When investors think of Australia, it usually has to do with commodities and mining companies such as BHP Billition (BHP). However, the Aussies have a vibrant economy outside of hard assets. Spurred by trade with Asia, a rapidly appreciating currency, and a low amount of government debt, Australia has become the fastest growing economy among developed nations. Mining tends to dominate the Australian economy, but there are plenty of companies in other sectors that will continue to benefit from growth in the Asia-Pacfic region. In this article, I have listed some of the leading investment opportunities outside of the basic materials sector that can be found "down under."

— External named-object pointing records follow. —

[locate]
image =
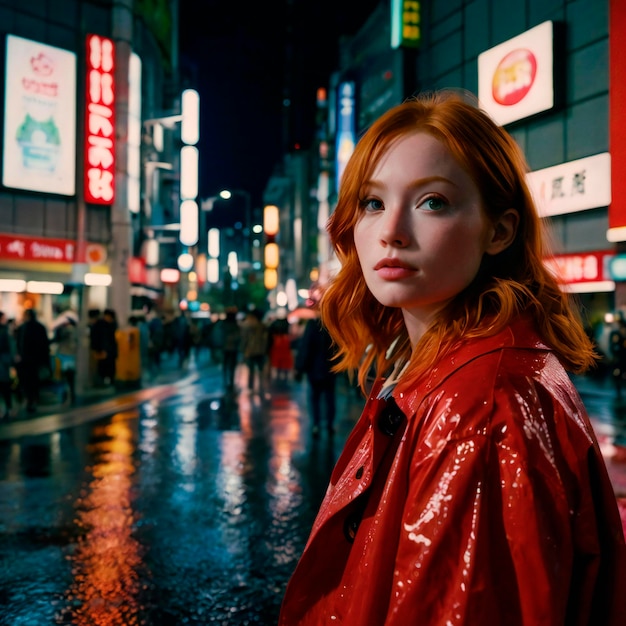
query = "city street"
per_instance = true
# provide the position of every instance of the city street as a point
(179, 505)
(191, 508)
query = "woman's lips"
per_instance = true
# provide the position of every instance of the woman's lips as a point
(392, 269)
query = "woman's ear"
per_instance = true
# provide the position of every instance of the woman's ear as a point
(503, 233)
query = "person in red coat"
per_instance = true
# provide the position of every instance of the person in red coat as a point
(472, 489)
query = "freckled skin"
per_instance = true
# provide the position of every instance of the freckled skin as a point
(426, 212)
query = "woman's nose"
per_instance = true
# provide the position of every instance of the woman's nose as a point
(395, 228)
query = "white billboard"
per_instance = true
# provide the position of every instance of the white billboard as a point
(516, 78)
(39, 148)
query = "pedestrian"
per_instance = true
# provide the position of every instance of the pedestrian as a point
(254, 348)
(315, 359)
(104, 345)
(156, 341)
(472, 490)
(65, 342)
(617, 345)
(230, 333)
(32, 357)
(7, 362)
(280, 354)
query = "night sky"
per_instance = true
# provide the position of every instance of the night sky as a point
(244, 58)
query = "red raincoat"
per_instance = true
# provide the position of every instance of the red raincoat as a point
(478, 498)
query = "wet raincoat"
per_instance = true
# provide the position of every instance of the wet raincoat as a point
(480, 497)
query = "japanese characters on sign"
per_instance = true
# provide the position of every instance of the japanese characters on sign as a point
(39, 139)
(405, 24)
(516, 77)
(22, 248)
(100, 121)
(574, 186)
(582, 268)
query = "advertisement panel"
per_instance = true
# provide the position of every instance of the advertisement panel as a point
(573, 186)
(346, 128)
(100, 121)
(516, 78)
(39, 147)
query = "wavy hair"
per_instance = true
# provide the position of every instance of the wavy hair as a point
(512, 282)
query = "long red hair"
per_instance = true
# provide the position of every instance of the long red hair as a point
(512, 282)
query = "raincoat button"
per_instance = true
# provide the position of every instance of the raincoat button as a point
(390, 418)
(350, 527)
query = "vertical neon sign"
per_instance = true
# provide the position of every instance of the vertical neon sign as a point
(346, 133)
(100, 121)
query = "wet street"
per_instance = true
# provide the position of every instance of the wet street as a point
(190, 508)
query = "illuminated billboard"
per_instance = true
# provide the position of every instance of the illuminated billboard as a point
(516, 78)
(100, 121)
(346, 131)
(39, 147)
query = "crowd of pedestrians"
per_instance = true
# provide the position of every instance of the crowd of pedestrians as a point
(254, 350)
(259, 352)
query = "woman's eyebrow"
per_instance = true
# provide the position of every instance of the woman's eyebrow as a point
(416, 184)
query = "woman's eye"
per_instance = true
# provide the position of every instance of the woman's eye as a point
(433, 203)
(372, 204)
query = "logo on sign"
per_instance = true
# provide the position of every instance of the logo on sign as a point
(514, 76)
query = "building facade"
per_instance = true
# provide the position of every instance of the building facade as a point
(551, 72)
(80, 79)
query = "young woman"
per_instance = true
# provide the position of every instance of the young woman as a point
(472, 489)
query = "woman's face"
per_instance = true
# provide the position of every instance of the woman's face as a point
(423, 230)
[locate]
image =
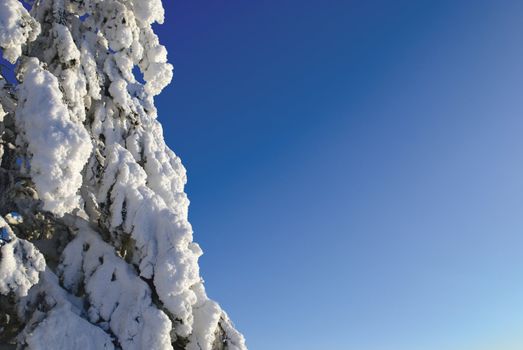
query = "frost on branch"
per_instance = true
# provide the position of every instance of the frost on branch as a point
(104, 256)
(17, 27)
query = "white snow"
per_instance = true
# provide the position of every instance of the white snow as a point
(98, 160)
(59, 147)
(64, 329)
(118, 298)
(20, 265)
(16, 28)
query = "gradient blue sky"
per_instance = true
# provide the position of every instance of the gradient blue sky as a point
(355, 168)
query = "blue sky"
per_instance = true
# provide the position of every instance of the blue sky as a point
(355, 168)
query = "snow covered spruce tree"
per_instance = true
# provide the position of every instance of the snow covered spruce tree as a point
(96, 250)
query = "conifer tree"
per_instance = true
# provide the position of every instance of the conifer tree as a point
(96, 248)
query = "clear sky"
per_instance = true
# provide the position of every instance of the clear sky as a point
(355, 168)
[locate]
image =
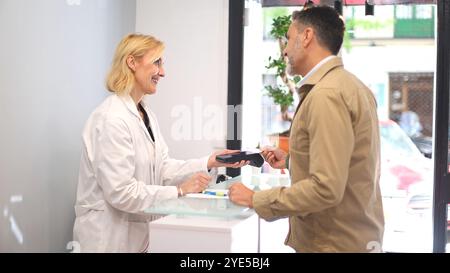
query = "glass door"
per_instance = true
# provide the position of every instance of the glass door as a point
(399, 65)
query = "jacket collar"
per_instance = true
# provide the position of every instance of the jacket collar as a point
(320, 73)
(129, 103)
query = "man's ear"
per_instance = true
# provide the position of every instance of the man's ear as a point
(307, 36)
(131, 63)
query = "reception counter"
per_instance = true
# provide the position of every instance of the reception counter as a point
(197, 223)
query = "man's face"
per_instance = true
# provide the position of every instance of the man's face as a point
(294, 50)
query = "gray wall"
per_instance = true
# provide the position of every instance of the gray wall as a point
(54, 55)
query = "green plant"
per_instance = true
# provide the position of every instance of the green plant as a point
(282, 95)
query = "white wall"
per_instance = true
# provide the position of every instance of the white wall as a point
(190, 102)
(54, 56)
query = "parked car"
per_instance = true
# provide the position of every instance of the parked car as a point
(402, 164)
(406, 182)
(425, 145)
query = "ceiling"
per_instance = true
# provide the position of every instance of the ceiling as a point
(275, 3)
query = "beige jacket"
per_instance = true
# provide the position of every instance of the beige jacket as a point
(334, 202)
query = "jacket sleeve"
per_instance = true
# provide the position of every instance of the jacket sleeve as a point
(328, 123)
(115, 166)
(175, 171)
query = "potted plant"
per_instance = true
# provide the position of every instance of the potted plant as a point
(283, 92)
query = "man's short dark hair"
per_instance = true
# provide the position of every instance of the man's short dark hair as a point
(326, 23)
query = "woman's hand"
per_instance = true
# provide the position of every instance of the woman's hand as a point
(213, 163)
(275, 157)
(197, 183)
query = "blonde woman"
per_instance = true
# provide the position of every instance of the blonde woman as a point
(125, 167)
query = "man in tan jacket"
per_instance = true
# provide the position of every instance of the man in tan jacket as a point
(334, 202)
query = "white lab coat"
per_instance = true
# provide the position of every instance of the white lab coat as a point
(123, 172)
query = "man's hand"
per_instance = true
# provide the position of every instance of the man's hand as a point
(213, 163)
(241, 195)
(275, 157)
(197, 183)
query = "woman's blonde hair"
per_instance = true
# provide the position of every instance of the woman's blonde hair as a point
(120, 78)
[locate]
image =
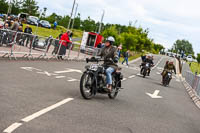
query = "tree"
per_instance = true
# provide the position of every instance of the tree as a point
(88, 25)
(16, 6)
(77, 22)
(3, 6)
(183, 45)
(112, 31)
(30, 7)
(44, 12)
(198, 58)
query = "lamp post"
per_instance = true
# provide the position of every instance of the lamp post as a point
(70, 19)
(75, 15)
(101, 22)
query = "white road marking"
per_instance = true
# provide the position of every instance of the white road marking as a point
(30, 68)
(155, 94)
(68, 71)
(60, 77)
(72, 80)
(14, 126)
(47, 73)
(133, 76)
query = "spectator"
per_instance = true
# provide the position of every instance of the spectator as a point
(126, 55)
(119, 50)
(28, 37)
(15, 25)
(6, 26)
(8, 21)
(65, 40)
(5, 35)
(56, 47)
(55, 24)
(19, 35)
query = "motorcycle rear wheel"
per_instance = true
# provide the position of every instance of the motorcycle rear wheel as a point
(86, 87)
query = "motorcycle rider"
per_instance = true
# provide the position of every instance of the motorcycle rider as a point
(169, 66)
(109, 53)
(149, 60)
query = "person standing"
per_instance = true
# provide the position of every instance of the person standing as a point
(55, 25)
(27, 36)
(19, 35)
(64, 41)
(119, 50)
(126, 55)
(15, 25)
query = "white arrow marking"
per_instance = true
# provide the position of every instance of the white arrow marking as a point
(68, 71)
(154, 95)
(59, 77)
(72, 80)
(30, 68)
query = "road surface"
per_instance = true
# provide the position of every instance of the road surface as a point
(44, 97)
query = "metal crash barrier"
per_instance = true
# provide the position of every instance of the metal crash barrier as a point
(193, 81)
(21, 45)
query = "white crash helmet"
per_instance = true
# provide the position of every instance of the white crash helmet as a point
(110, 39)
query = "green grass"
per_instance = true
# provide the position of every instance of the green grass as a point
(195, 67)
(45, 32)
(132, 57)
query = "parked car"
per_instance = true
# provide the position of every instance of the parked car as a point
(45, 24)
(33, 20)
(189, 58)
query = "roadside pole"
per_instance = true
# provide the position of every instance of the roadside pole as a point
(70, 19)
(101, 21)
(75, 15)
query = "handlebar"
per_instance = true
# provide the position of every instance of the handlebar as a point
(97, 60)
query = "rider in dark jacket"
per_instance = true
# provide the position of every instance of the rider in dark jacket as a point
(169, 67)
(109, 52)
(149, 60)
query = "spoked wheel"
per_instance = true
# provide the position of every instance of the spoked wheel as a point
(86, 87)
(165, 81)
(115, 89)
(144, 72)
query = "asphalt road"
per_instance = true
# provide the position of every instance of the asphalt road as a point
(29, 89)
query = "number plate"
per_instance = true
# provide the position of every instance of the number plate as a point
(94, 67)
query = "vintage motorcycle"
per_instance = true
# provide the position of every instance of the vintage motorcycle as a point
(167, 78)
(93, 80)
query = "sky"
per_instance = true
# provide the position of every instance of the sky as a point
(167, 20)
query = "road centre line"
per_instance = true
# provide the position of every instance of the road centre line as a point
(16, 125)
(60, 77)
(133, 76)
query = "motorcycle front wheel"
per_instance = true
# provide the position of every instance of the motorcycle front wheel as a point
(86, 87)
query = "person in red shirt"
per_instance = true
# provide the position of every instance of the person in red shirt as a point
(64, 41)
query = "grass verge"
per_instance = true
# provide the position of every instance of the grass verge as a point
(195, 67)
(45, 32)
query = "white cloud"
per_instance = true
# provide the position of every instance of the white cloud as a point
(167, 20)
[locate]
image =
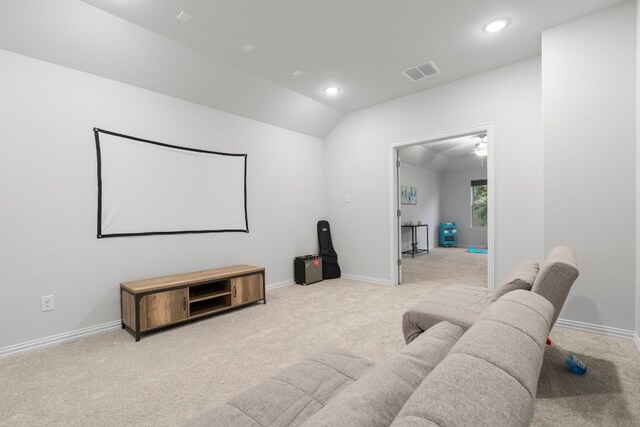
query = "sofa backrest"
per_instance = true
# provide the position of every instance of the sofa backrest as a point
(375, 398)
(557, 273)
(490, 376)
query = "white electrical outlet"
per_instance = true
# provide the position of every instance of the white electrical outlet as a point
(48, 303)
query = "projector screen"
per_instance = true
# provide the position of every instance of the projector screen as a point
(147, 187)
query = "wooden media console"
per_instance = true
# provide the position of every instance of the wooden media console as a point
(155, 303)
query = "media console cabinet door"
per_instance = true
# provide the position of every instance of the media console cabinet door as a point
(163, 308)
(246, 289)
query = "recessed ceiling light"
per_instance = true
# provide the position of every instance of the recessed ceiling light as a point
(184, 16)
(332, 90)
(497, 25)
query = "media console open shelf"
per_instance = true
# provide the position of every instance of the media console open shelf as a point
(155, 303)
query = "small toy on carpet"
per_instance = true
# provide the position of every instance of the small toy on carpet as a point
(477, 251)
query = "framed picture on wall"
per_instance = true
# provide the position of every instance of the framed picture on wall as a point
(408, 195)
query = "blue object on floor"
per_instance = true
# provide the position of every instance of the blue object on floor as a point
(477, 251)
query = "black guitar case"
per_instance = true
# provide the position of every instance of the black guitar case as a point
(330, 267)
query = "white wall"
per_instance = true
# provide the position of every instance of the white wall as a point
(357, 162)
(80, 36)
(637, 175)
(427, 208)
(455, 193)
(49, 196)
(588, 76)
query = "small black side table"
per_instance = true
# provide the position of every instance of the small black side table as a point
(414, 240)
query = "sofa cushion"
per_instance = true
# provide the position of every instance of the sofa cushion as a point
(291, 396)
(521, 277)
(557, 274)
(376, 398)
(490, 376)
(457, 304)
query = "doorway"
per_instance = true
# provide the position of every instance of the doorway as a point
(460, 165)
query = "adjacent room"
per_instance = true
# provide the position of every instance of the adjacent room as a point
(319, 213)
(444, 210)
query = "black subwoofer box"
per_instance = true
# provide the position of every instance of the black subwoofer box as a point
(307, 269)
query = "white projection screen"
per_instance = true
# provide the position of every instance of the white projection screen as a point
(147, 187)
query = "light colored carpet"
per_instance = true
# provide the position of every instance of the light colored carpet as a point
(110, 380)
(445, 263)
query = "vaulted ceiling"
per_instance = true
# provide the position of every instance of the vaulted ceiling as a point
(361, 46)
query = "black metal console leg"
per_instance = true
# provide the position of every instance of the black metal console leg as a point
(138, 317)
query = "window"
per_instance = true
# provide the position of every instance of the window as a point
(479, 203)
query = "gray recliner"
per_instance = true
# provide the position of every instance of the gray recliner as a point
(462, 304)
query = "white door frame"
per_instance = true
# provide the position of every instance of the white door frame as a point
(393, 196)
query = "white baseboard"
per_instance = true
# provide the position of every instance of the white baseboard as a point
(375, 280)
(56, 339)
(599, 329)
(84, 332)
(279, 284)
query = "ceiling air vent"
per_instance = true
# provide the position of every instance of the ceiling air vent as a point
(421, 71)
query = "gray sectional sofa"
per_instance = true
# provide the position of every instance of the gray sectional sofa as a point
(486, 376)
(462, 304)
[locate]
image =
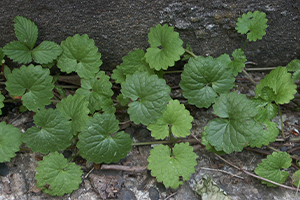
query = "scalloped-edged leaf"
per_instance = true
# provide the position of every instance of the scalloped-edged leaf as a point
(270, 168)
(98, 93)
(56, 176)
(75, 109)
(18, 52)
(53, 132)
(80, 55)
(46, 52)
(176, 117)
(280, 81)
(253, 24)
(166, 47)
(149, 94)
(33, 83)
(204, 78)
(99, 142)
(167, 166)
(10, 141)
(26, 31)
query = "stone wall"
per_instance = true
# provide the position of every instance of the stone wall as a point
(120, 26)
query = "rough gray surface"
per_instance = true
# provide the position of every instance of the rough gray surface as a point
(119, 27)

Telestra (TLSYY.PK) - Telestra is Australia's leading telecom company. Since the landline and mobile phone market is pretty saturated, there is not much room for capital gains growth in this stock. However, the company pays an excellent dividend with a 9% yield, has an ROIC of 12%, and is still highly profitable with a 13% profit margin. However, declining earnings growth rates and a high long term debt/equity ratio are concerning.
Village Road Show (VLRDF.PK) - Village Roadshow is an Australian media company that produces and distributes films, owns local cinema chains, and runs seven amusement parks in Australia and the US. It currently has a co-production agreement with Warner Bros. which has led to a long list major films. Financially the company is trading at a value. VRL has a P/E of only six, a 28% earnings growth rate over the past five years, a 1.95% dividend yield, and PEG ratio under 1. Like Telestra however, its leverage levels are extremely high (1.45 debt/equity ratio).
Since there are not that many ADR's available for Australian companies (most of them are in basic materials), another way to capture the growth of the Australian economy as a whole is through these ETFs. They do hold significant shares of their portfolios in the mining sector, but nevertheless do a good job reflecting the economy as a whole. IAF is better for income oriented investors while the KROO is better for capital gains growth.
Australian Small Caps ETF (KROO)- The KROO is the best Australian ETFs for growth oriented investors. It tracks the IQ Australia small cap index, and is a good measure of how smaller companies are performing in the country. One third of its portfolio is basic materials stocks. The next biggest sectors are consumer cyclicals (22.46%) and industrials (16.57%). With the a housing bubble due to pop in Australia, it's fortunate that the KROO has no exposure to real estate.
Aberdeen Australian Fund (IAF)- This Aberdeen fund is a close ended whose composition reflects the broad growth of Australia. 72% percent of the fund's assets are outside of the basic materials sector with financials (30.8%) and consumer goods (15.8%) being the heaviest weighted sectors. There is room for significant capital growth, yet it pays a very strong dividend with a yield of 9.74%. It is currently trading over its net asset value, so I would wait until it falls to a technical support level (which is also below its NAV) at $11.00 per share before buying.
Overall, despite the floods causing a negative Q1 GDP, I still think Australia is a good country for long term investment. If you like mining stocks, go with BHP Billiton, but for any other sector I would recommend buying either the KROO or the IAF depending on your risk capacity. Most of the quality Australian stocks are not available via ADRs or are only pink sheets so these ETFs are your best bet.
Disclosure: I have no positions in any stocks mentioned, and no plans to initiate any positions within the next 72 hours.